US raises rights cases with China
The United States said Thursday that it raised human rights cases in talks with China but was mum on the results.
- Published: 2/08/2013 at 03:49 AM
- Newspaper section: news
A staff member adjusts an American flag at an event at the US Department of State on July 10, 2013 in Washington, DC. The US said Thursday that it raised human rights cases in talks with China but was mum on the results.
Officials from the Pacific powers met Tuesday and Wednesday in the southern Chinese city of Kunming for the annual bilateral human rights dialogue.
State Department spokeswoman Marie Harf said that the two countries discussed concerns including on freedoms of religion and expression.

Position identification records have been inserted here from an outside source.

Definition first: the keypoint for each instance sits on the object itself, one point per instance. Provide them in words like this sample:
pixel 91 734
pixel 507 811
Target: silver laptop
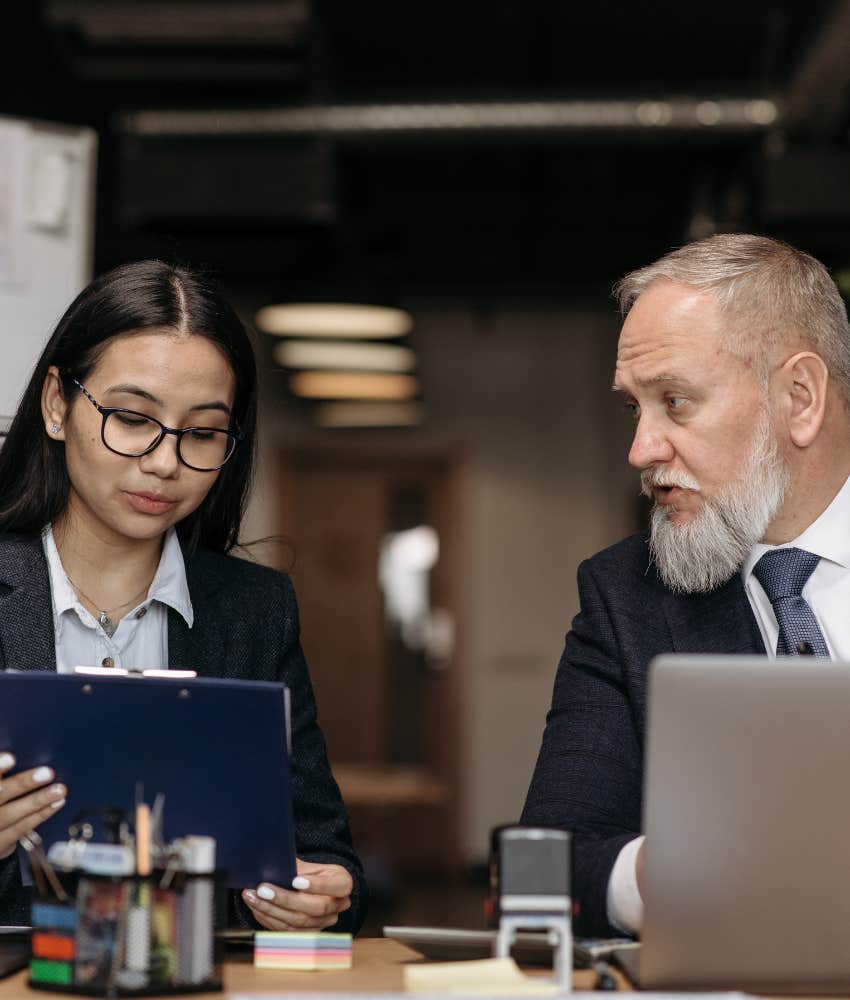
pixel 747 816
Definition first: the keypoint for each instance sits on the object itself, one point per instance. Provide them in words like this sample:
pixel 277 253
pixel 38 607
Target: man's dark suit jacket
pixel 589 773
pixel 245 627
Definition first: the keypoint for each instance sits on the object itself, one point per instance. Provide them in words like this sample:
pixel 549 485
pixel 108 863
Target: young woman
pixel 123 481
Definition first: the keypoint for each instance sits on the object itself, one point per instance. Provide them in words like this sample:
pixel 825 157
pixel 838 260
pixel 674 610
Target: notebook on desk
pixel 216 749
pixel 747 816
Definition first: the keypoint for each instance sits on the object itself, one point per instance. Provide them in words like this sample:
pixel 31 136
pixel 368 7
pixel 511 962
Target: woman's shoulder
pixel 237 571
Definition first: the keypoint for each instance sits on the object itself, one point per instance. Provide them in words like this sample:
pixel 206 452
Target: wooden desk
pixel 377 968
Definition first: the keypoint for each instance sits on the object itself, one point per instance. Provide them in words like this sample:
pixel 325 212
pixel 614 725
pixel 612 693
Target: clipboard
pixel 217 749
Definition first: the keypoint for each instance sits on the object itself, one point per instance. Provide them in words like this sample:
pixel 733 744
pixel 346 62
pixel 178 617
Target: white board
pixel 47 188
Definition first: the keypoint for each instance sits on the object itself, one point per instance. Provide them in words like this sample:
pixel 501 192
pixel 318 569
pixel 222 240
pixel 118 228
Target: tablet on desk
pixel 217 749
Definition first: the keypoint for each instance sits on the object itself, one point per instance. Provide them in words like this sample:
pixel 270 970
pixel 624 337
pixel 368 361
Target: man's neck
pixel 812 490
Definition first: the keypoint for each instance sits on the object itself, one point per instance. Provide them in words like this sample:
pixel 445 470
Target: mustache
pixel 659 476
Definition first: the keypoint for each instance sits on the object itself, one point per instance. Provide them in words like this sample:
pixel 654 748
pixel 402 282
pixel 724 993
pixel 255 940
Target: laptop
pixel 747 816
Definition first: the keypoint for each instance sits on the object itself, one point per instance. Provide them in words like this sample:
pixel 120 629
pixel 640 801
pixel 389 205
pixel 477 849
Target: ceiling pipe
pixel 735 114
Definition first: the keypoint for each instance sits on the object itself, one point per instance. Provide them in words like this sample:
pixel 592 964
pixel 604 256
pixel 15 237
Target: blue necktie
pixel 783 574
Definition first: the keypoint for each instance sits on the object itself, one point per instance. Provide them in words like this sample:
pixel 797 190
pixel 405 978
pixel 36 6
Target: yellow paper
pixel 483 977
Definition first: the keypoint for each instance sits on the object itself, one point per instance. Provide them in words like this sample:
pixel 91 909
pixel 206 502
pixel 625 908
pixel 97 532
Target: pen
pixel 143 839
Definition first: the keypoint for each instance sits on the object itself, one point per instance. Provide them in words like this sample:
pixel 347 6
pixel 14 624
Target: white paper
pixel 14 244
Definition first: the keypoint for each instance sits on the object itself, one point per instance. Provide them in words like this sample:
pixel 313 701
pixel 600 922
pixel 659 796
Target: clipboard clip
pixel 176 675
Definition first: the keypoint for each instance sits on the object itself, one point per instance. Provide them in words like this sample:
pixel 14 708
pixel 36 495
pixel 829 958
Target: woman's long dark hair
pixel 135 297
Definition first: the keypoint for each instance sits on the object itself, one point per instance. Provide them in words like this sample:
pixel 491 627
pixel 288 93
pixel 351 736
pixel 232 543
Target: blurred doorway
pixel 377 544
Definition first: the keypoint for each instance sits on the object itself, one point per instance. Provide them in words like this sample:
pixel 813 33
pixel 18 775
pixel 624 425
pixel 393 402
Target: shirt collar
pixel 169 585
pixel 827 537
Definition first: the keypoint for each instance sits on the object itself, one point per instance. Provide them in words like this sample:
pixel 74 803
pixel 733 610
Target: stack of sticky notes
pixel 53 945
pixel 301 950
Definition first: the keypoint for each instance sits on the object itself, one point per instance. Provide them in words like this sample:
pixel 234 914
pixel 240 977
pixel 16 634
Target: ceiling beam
pixel 816 100
pixel 737 114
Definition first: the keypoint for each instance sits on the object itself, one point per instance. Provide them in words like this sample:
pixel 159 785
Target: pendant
pixel 107 624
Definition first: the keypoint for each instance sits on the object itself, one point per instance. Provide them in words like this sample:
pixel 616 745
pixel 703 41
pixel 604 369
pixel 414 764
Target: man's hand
pixel 319 894
pixel 24 801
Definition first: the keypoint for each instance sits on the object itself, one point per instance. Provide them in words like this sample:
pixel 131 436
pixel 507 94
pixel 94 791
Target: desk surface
pixel 377 968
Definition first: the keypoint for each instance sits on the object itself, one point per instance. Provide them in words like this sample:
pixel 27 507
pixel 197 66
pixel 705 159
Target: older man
pixel 734 361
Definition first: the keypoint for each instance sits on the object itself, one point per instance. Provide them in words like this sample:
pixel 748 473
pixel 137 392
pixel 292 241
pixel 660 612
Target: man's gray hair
pixel 770 292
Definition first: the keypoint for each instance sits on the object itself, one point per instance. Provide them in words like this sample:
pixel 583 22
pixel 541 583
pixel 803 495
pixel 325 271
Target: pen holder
pixel 127 936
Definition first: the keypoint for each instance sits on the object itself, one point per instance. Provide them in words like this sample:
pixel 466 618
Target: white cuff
pixel 623 901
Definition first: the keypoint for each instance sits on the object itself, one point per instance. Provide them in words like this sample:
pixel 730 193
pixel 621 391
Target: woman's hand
pixel 24 801
pixel 319 894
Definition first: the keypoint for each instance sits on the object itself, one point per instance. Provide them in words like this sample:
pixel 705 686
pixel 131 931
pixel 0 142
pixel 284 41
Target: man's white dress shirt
pixel 828 593
pixel 141 639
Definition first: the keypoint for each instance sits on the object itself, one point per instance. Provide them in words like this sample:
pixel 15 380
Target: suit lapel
pixel 204 646
pixel 719 622
pixel 26 617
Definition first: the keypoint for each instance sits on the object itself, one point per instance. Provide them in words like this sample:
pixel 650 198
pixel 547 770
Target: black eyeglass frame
pixel 106 411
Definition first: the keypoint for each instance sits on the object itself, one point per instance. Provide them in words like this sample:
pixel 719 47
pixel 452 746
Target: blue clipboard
pixel 217 749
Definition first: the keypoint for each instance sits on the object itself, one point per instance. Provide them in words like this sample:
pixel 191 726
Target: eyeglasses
pixel 132 434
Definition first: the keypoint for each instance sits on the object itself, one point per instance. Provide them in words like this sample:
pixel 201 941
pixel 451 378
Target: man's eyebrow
pixel 135 390
pixel 662 378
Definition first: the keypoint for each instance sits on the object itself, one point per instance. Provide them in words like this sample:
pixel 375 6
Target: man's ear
pixel 54 407
pixel 803 382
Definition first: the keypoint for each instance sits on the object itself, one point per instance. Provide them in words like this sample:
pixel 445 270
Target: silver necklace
pixel 106 623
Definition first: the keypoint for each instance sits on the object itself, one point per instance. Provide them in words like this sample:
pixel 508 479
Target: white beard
pixel 708 550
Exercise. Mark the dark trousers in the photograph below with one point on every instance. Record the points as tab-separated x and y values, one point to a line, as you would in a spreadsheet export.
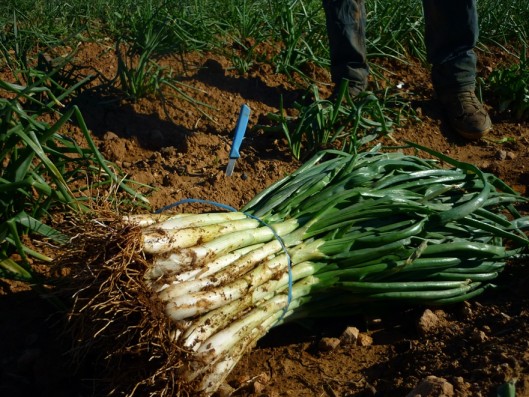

"The human rights dialogue is an opportunity to reinforce the messages, including on specific cases, that we consistently deliver at the highest levels on these issues," Harf told reporters.
She declined to elaborate other than to say: "Specific cases were discussed."
The United States started the annual human rights talks with China in the wake of Beijing's bloody 1989 crackdown on pro-democracy protesters in Tiananmen Square.
But China refused to participate between 2002 and 2008. Critics complain that the talks have yielded few known accomplishments and allowed Beijing to separate human rights from the rest of its broad relationship with Washington.
Representative Frank Wolf, a staunch critic of China over its treatment of Tibetans, underground Christians and other groups, accused President Barack Obama of "caution to the point of silence" on human rights.
"Silence in the face of China's abysmal human rights record is indefensible," Wolf, a member of the rival Republican Party, said in a statement.